It used to be said of Sweden that it was a country with poor citizens but rich companies. Not any more – and increased individual wealth is feeding through into demand for wealth management and private banking expertise.
According to the latest Global Wealth Report from Credit Suisse, Sweden is now ranked sixth in the world in terms of average wealth per adult, ahead of economic power-houses such as the United States, China and Japan.
What’s more, Norway now ranks second and even Denmark, despite the ongoing woes of its banking sector, is ranked 13th in the world.
“All of these countries experienced strong growth of wealth over the past decade, so that average wealth levels are among the highest in the world,” said the Credit Suisse report about Denmark, Norway and Sweden.
This is, inevitably, feeding through into demand for wealth management and private banking services in the Nordics, with SEB, for one, admitting earlier this year that it was expanding these divisions.
The climate appears to be equally healthy for smaller, boutique operations.

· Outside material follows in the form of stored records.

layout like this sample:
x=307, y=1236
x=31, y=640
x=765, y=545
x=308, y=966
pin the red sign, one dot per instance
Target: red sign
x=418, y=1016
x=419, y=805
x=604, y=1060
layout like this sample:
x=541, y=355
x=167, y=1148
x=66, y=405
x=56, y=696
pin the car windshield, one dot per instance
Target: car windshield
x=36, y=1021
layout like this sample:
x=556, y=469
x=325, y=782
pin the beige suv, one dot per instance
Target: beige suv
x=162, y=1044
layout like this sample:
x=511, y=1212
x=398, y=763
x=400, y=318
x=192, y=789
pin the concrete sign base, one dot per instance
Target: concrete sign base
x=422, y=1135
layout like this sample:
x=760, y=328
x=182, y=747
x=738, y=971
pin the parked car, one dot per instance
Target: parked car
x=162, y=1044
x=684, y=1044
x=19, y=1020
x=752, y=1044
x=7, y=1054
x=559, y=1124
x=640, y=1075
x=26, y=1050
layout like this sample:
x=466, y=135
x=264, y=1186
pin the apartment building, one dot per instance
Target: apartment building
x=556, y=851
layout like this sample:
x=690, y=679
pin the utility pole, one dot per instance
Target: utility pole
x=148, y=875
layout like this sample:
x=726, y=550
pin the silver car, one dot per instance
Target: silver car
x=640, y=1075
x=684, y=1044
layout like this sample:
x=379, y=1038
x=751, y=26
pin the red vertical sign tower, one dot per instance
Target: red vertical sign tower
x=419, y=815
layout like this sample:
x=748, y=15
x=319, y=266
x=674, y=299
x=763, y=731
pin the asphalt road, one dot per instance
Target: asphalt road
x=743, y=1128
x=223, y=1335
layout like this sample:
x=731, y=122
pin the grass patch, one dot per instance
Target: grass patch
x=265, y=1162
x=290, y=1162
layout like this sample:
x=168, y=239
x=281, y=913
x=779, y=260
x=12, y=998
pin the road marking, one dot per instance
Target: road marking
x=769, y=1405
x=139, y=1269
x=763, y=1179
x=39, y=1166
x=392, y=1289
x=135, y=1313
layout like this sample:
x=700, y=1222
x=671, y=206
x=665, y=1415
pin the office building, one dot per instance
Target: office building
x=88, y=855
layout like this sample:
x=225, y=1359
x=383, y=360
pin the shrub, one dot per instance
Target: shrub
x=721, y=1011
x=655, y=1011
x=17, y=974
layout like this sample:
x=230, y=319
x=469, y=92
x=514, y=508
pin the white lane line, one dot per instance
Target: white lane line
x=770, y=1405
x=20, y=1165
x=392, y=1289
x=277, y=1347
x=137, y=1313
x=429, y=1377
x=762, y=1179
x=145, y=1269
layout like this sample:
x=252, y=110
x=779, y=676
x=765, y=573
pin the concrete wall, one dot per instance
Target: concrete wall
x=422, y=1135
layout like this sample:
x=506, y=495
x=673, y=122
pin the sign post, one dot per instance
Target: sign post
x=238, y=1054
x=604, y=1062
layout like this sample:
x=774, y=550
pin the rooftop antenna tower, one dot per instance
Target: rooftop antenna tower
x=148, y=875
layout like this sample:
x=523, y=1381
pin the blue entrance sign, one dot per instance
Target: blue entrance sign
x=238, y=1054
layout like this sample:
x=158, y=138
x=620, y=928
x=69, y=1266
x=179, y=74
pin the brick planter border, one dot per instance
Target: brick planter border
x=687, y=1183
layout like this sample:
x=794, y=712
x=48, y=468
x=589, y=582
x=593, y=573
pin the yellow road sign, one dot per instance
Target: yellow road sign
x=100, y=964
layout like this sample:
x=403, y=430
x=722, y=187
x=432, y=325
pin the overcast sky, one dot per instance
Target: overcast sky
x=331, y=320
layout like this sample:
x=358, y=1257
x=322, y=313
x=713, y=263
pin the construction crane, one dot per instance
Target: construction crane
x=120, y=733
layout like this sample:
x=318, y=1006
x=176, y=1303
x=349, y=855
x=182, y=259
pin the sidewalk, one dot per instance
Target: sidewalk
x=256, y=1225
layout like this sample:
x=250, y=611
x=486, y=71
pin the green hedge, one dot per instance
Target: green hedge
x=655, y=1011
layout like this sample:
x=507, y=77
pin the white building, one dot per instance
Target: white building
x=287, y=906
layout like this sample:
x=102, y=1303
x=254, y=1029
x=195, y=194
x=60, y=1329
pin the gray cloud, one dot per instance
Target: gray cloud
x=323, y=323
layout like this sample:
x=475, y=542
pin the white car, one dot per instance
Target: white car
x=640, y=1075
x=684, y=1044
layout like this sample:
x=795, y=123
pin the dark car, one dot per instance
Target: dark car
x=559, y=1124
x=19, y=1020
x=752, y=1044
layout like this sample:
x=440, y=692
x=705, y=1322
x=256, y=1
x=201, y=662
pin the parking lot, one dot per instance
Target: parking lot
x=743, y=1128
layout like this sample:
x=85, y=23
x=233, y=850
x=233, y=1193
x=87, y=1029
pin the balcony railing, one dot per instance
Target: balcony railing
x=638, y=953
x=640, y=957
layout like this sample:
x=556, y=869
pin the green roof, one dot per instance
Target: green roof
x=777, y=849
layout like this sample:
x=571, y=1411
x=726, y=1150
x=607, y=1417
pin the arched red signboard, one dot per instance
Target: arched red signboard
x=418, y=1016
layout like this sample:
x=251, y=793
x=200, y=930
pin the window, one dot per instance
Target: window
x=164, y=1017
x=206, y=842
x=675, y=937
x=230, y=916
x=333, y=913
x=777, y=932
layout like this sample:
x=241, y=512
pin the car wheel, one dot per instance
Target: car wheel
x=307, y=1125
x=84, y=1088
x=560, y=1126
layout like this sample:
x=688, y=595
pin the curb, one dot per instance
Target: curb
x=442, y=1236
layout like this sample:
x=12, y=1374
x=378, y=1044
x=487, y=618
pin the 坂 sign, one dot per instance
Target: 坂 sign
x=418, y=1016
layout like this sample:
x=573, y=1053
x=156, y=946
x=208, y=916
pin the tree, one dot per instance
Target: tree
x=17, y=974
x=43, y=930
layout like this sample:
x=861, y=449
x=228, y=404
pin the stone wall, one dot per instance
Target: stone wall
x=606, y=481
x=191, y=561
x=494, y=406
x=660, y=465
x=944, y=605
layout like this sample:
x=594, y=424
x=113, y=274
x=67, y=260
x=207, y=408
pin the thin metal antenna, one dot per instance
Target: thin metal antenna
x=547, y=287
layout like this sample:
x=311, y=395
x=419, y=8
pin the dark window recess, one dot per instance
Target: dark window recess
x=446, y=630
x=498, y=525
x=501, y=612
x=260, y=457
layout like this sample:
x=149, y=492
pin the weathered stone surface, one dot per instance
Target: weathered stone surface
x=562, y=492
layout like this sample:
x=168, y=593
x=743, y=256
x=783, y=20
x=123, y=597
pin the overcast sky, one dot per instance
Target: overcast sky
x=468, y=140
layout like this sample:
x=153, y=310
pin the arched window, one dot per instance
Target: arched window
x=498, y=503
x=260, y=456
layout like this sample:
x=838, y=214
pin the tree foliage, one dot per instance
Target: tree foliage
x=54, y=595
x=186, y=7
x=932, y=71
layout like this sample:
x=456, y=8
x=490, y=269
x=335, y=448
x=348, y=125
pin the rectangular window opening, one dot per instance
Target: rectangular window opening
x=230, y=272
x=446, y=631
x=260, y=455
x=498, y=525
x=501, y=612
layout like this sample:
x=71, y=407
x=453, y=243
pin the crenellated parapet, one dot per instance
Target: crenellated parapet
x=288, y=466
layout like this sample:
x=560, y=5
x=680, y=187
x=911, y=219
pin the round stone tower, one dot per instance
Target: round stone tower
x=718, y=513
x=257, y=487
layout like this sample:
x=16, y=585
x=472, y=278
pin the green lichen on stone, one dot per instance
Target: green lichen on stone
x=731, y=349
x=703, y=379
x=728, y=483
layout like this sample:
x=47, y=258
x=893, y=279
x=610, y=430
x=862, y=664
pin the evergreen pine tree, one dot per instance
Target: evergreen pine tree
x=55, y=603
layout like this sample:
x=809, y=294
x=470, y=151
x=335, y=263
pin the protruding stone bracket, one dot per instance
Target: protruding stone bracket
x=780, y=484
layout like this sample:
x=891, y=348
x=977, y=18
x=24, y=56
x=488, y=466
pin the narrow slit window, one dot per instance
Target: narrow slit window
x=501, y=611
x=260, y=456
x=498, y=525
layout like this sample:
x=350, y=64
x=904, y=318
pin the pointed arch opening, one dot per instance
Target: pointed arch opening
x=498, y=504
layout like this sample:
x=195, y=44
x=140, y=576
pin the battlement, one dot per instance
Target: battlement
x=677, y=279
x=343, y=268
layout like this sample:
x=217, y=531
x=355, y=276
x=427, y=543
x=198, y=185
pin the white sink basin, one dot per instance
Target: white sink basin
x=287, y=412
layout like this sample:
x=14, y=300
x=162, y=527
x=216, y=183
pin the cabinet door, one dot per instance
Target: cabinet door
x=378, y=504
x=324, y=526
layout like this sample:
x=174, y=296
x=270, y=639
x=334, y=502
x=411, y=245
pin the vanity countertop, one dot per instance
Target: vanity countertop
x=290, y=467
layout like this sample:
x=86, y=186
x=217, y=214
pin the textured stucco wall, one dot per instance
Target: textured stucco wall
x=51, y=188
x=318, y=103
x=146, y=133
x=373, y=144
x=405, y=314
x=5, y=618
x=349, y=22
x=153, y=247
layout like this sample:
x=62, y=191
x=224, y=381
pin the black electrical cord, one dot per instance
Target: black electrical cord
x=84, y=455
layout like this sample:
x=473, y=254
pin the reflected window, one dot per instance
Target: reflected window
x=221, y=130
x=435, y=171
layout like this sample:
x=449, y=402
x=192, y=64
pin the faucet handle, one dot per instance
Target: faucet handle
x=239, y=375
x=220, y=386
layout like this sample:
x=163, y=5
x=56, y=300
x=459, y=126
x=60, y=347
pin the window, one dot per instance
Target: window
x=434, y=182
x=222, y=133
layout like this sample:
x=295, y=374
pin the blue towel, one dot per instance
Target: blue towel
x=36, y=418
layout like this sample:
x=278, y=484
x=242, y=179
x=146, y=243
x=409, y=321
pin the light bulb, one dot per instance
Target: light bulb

For example, Swedish asset management firm Catella in May bought wealth manager EKF Enskild Kapitalförvaltning, renaming it Catella Förmögenhetsförvaltning, in a move that saw its total assets under management rise to SEK45bn.
“The market for wealth management is growing, in large part because of the general increase in wealth held by individuals,” explains chief executive Johan Ericsson. “We are certainly employing more people, especially relationship managers.”